Hulu, once heralded as a YouTube killer, turns one year old this week, and while the video streaming site is not yet profitable, it has found immense popularity with marketers and, perhaps more importantly, with viewers.
Since it debuted in beta testing a year ago, Hulu has grown from 10 sponsors to 100. But the biggest news is that it has found an advertising model that doesn't deter viewers. Hulu streams full-length movies and television episodes with only one ad shown during breaks, and 76 percent of viewers said this was the right amount of ads to justify the free content.
A joint venture between NBC Universal and News Corp., Hulu is now the sixth most popular video brand online, according to The New York Times. In September, 6.3 million unique visitors streamed 142 million videos on the website, according to Nielsen.

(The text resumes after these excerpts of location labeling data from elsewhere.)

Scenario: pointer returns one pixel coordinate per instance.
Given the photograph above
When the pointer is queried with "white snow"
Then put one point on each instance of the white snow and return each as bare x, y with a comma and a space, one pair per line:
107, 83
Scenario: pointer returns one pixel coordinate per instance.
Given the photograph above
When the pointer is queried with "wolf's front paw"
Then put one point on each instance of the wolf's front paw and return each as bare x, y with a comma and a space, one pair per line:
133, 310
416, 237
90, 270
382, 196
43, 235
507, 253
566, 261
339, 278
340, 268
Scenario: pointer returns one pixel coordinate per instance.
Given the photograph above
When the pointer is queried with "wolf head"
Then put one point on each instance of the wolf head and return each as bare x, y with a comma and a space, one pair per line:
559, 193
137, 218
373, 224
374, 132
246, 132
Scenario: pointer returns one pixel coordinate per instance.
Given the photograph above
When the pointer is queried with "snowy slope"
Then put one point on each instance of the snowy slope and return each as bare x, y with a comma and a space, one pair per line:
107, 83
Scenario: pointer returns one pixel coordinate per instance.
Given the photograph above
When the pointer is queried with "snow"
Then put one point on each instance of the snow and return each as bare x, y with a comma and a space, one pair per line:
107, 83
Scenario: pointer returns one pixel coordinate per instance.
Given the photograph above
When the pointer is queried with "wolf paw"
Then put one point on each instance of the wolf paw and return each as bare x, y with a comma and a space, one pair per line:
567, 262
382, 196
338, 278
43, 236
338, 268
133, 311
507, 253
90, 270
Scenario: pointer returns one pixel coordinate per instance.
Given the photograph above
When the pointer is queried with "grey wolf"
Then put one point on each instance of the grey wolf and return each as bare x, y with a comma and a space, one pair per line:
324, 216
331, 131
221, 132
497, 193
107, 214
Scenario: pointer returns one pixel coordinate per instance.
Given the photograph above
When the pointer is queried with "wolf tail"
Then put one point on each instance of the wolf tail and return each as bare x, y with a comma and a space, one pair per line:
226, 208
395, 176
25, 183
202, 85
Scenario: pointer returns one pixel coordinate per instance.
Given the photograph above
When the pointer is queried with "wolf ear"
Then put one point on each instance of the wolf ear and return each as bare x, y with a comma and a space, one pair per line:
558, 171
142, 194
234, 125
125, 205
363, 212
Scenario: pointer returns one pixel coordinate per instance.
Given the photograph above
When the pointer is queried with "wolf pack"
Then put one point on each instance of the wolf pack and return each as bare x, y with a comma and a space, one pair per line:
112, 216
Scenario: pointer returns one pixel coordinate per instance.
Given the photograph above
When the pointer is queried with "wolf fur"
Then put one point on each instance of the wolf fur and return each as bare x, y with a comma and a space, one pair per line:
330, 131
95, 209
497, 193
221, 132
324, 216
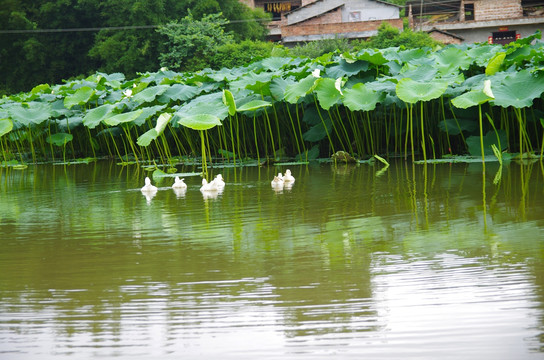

YouTube, far and away the leader in online video streaming, has struggled to find a monetization model and recently experimented with pre-roll advertisements and a click-to-buy model.
At the same time, a recent surge in traffic actually has Hulu facing a shortage of video advertising. Two "Saturday Night Live" skits featuring Tina Fey as Sarah Palin have been viewed a combined 21.3 million times since they debuted in September. Hulu traffic has also been buoyed by fall TV premieres, one of which, "30 Rock," debuted on Hulu a week before premiering on TV.